Basically what you do is boil some water, dump some sugar in and brew tea (pure black tea or green tea - no herbal, oils, flavors, etc). Let it cool and then add the kombucha mother. This should be done in a glass container. Cover with a paper towel and let sit for a week in a dark, 70 degree-ish area. After a week, the mother will have split and created 'babies' and the babies can be made for a new batch, composted, or shared with a friend. You drain the liquid out, put it in the fridge and brew a new batch with the mother or babies.
So every week you can continue to make your own kombucha, and the mother just keeps regenerating. Makes for some interesting symbolism.
It seems odd. But let me tell you, it is only in the last 50-75 years that we as a society stopped culturing our food. We have lost this part of our relationship with food and it is sad because cultured foods are so amazing for you - vitamins, digestive aids, probiotics.......the list goes on. It takes a little bit of work, but this is your health and well being - take the time to invest a little extra in it.

Tuesday, August 5, 2008

McObession

Friday night we had just sat in a reasonable amount of traffic on the Bay Bridge and were driving along 80E - preparing to sit in more traffic in Sacramento on our way to our favorite lake. I was sitting in the passenger seat - zoning out and getting to a happy place. Then out of nowhere, comes what I will call the McObsession car. It was a late 80's ish sedan with McD red, and McD yellow stripes, Ronald dolls hanging inside and "Supersize" me stickers on the outside.
Seriously?
It fired me up and made me yell "I have to write about this on the blog!".
So here I am. What the heck is the obsession?!! Just two days before I was sitting in the lunch room at my regular office job the other day and overheard two co workers talking about breakfast the next morning.
Co worker 1: Ooooo before I come in do you want me to get you a McD breakfast sango?
Co worker 2: hmm yeah that might be a good option
Co worker 1: OMG yay?! They are so good, like the best breakfast ever.

And there was no sarcasm there. It was a serious conversation. I don't really know the point of this posting other than to point out that real food, made with love, real ingredients and with a conscious in mind not only make sense and make for good health, but they just down right taste better.
I get the idea that it is convenient. I get that it is cheap. But for Pete's sake it takes less than 5 minutes to assemble a sandwich, or pour a bowl of cereal and scramble an egg!

Like any habit it takes time to break. So if you have a McObsession (or something similar), try spending an extra 5 minutes a day or 20 minutes a week preparing your own food. I imagine you will feel better about the mindful choice and have more energy!

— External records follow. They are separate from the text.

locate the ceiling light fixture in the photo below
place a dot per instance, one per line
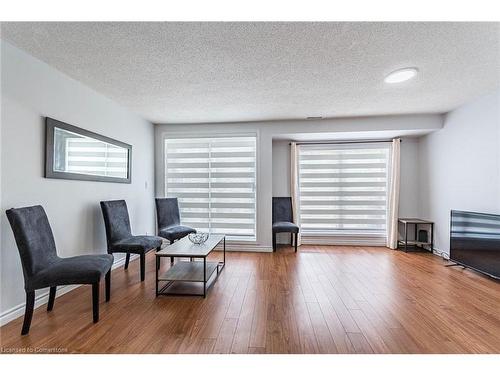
(401, 75)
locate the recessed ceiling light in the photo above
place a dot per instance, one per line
(401, 75)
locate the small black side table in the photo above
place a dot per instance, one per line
(415, 244)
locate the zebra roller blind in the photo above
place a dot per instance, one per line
(214, 180)
(343, 188)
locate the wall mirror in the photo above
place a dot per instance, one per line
(78, 154)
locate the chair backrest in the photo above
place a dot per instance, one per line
(167, 212)
(34, 238)
(116, 220)
(282, 209)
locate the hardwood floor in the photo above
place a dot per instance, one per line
(323, 299)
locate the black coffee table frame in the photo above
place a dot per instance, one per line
(189, 271)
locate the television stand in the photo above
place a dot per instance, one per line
(406, 244)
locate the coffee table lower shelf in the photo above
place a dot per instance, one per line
(181, 278)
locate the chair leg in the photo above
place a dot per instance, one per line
(28, 314)
(127, 259)
(52, 297)
(143, 266)
(95, 301)
(108, 285)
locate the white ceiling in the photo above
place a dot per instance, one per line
(218, 72)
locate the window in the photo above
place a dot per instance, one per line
(343, 189)
(214, 180)
(90, 156)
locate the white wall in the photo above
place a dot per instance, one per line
(460, 165)
(266, 131)
(32, 90)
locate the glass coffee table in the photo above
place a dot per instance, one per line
(185, 277)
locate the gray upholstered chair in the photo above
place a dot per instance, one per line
(283, 219)
(42, 268)
(119, 235)
(169, 221)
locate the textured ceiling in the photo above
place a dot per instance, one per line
(215, 72)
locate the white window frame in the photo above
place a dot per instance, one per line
(230, 134)
(337, 237)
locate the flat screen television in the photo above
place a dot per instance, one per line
(475, 241)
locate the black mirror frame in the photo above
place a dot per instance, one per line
(51, 124)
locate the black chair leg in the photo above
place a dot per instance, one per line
(108, 285)
(52, 297)
(95, 302)
(127, 259)
(143, 266)
(28, 314)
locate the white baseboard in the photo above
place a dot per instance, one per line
(17, 311)
(343, 240)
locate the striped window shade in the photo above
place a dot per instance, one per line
(214, 180)
(343, 189)
(91, 156)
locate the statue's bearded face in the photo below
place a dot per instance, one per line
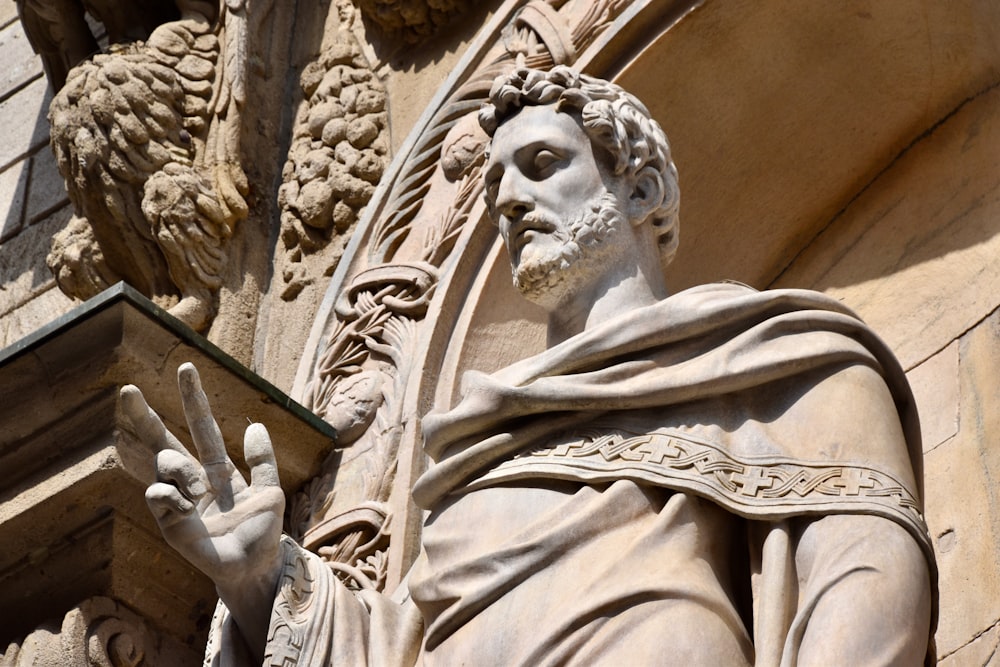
(549, 195)
(541, 272)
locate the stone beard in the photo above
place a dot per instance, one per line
(717, 477)
(538, 272)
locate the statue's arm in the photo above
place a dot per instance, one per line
(226, 528)
(280, 604)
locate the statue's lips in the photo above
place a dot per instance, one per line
(527, 228)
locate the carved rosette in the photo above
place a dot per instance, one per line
(147, 140)
(339, 152)
(371, 338)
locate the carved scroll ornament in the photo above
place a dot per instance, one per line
(99, 632)
(364, 365)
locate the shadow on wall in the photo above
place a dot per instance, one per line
(31, 190)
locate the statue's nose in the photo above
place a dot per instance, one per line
(513, 199)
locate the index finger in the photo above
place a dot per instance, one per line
(204, 430)
(147, 424)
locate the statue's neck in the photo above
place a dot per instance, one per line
(603, 303)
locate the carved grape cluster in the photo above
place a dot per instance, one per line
(339, 150)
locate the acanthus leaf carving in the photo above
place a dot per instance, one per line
(147, 140)
(411, 21)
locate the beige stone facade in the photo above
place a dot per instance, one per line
(851, 148)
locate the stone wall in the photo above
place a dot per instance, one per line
(905, 228)
(33, 201)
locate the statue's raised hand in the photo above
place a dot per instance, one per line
(206, 510)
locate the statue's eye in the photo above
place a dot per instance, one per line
(544, 162)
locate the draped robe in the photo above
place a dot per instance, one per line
(713, 479)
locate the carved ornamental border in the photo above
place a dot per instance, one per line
(366, 366)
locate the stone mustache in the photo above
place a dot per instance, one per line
(716, 477)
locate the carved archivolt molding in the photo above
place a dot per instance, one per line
(147, 139)
(363, 367)
(339, 151)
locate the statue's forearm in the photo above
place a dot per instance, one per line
(249, 600)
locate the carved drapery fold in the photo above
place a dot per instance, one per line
(367, 357)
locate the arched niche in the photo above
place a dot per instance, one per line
(779, 115)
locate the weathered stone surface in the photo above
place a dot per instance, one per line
(8, 13)
(982, 651)
(22, 262)
(25, 127)
(914, 253)
(40, 307)
(935, 388)
(834, 92)
(13, 185)
(99, 632)
(46, 190)
(73, 520)
(963, 498)
(20, 64)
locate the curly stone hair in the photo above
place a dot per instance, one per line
(614, 119)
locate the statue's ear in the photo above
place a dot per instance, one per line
(648, 194)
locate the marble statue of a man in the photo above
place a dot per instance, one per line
(717, 477)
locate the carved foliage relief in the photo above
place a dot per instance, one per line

Meal Planning and Vacation

We went up to the lake this weekend and I am always reminded when I go away for a weekend how well my meal planning works to make sure I eat food I make, and that we eat balanced meals. However, weekend getaways always muck that schedule up because I do everything on Sundays. Keeping a well stocked pantry and freezer helps when we get back, but I am now determined to figure out a more improved plan for when we go away - perhaps cook a few meals on Thursday or Friday before we go (that doesn't really sound appetizing or realistic), make fully frozen meals (more chili, stew, etc), stop at the store on the way home for just a bit of produce to hold us over until we can catch up. I don't know yet.
What do you do to make sure you eat wholesome meals when you get back from vacation?